Students previously penalized in JComm for AAA policy violations will still have to serve the conditions of their rulings despite the suspension, said JComm Chair Steve Dickie.

“All rulings from JComm are binding and the suspension of the program in no way impacts the punishments at this point,” Dickie said.

Erin Fleming, StuCon head manager, said the program’s suspension is important so that underage students understand the seriousness of the program.

“[It’s] so the repercussions get across, that we can lose our liquor license,” Fleming said. “When you have that many infractions, it can’t go unnoticed.”

Hirst said a committee to review the program will be created.

“They will evaluate the AAA program in the bars and across campus,” she said. “They will likely have their [first] meeting next week and develop a timeline for them to finish the review.”

The committee’s review of the program should be completed by February, she said.

Griffiths said restoring the program is something that would likely be discussed with the AMS executive that will be elected in February. He added that he has not received feedback from students upset about the program’s cancellation.

“I am not sensing that anybody is extremely anxious about reinstating [the program],” he said.

He said the number of underage students affected by the suspension in terms of participation is relatively small.

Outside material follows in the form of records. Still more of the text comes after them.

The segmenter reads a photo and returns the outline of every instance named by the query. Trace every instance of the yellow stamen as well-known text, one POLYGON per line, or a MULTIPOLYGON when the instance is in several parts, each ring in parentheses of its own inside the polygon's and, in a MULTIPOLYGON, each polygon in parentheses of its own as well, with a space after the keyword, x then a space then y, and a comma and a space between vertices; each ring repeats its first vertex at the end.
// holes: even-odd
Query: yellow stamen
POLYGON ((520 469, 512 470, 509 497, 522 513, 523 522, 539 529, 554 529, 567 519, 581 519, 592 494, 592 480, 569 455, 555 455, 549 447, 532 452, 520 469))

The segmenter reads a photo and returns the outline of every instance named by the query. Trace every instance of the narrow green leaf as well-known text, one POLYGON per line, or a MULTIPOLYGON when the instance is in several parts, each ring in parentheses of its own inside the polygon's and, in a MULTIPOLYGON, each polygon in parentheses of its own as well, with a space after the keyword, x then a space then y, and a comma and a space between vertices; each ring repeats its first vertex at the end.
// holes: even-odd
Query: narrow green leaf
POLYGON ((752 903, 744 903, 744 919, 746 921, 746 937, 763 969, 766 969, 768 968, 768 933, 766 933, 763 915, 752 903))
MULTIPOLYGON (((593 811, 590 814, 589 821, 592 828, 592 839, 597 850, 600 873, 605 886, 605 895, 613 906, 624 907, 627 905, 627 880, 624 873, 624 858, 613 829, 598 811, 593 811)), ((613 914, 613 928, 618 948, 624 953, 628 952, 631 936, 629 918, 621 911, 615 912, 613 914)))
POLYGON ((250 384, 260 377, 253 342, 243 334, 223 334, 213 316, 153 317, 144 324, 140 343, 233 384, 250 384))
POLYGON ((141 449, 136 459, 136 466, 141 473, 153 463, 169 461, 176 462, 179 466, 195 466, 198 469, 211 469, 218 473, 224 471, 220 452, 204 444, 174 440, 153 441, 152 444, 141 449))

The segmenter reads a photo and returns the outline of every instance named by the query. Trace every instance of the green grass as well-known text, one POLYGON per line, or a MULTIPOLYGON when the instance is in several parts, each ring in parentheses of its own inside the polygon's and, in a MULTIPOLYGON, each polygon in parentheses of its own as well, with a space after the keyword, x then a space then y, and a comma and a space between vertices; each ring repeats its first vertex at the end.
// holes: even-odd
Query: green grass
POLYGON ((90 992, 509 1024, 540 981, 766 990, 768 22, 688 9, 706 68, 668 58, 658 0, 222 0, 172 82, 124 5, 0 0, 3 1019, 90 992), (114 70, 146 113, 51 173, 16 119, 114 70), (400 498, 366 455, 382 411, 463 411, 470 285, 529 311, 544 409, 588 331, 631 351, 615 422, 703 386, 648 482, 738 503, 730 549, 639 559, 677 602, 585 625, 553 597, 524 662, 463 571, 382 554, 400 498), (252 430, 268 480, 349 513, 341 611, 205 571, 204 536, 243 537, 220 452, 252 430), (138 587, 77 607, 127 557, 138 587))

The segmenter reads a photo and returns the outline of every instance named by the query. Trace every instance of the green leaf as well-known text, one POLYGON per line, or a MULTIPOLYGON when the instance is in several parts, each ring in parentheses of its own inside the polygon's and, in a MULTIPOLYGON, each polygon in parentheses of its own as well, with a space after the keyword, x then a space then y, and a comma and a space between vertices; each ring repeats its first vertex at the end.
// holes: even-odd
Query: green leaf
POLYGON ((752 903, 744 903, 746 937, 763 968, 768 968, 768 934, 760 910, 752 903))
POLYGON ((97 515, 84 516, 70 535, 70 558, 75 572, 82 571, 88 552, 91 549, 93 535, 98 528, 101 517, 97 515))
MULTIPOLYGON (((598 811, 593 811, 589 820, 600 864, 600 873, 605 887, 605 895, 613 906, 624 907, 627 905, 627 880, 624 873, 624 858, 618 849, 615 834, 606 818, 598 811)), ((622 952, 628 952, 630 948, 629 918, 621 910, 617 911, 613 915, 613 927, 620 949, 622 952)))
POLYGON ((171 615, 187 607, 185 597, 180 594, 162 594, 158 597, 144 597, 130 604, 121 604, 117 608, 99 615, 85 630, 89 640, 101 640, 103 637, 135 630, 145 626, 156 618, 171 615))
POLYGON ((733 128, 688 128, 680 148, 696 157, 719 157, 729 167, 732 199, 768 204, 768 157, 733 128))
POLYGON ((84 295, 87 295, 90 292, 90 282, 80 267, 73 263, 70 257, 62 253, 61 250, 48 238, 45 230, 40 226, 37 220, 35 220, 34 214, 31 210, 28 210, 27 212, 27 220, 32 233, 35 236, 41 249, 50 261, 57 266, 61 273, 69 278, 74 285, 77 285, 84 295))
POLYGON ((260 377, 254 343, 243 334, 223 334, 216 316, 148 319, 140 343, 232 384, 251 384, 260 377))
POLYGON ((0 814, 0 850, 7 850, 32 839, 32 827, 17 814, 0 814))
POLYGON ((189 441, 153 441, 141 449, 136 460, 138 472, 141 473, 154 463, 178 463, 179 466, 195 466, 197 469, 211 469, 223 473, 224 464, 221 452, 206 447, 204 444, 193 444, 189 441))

Hirst said specific numbers weren’t available, but on any given AAA night at a campus pub, the number of underage students attending is fewer than five.

“StuCons estimate that it is probably three or four students [at the pub].”

She said Clark Hall Pub is probably most affected by the suspension.

Lois Adamson, ConEd ’09 and an AAA program member, said the recent suspension is frustrating for underage students.

“We want to go out and many of us have friends who are older who we want to hang out with,” she said. “I think [the program] is a good idea, so I really don’t understand what suspending it is going to do.”

James Brenton, ArtSci ’09, agreed.

“It seems like a good program. In any program, you are going to have individuals who won’t live up to expectations. But punishing the aggregate doesn’t seem fair.”

Daniel Moylan, PhysEd ’09, said he was indifferent to the suspension.

“There’s not incentive for people who are underage to go to an all-ages event. You can’t really go anywhere without big black X’s on your hands,” Moylan said.

“It is more fun for me to hang out with friends.”

While Griffiths and Hirst said they had not recieved to the suspension, Griffiths said the decision does impact some underage students.

“It’s unfortunate for those students who go to the pubs, enjoy it, follow the policy and now they have lost that privilege,” Griffiths said.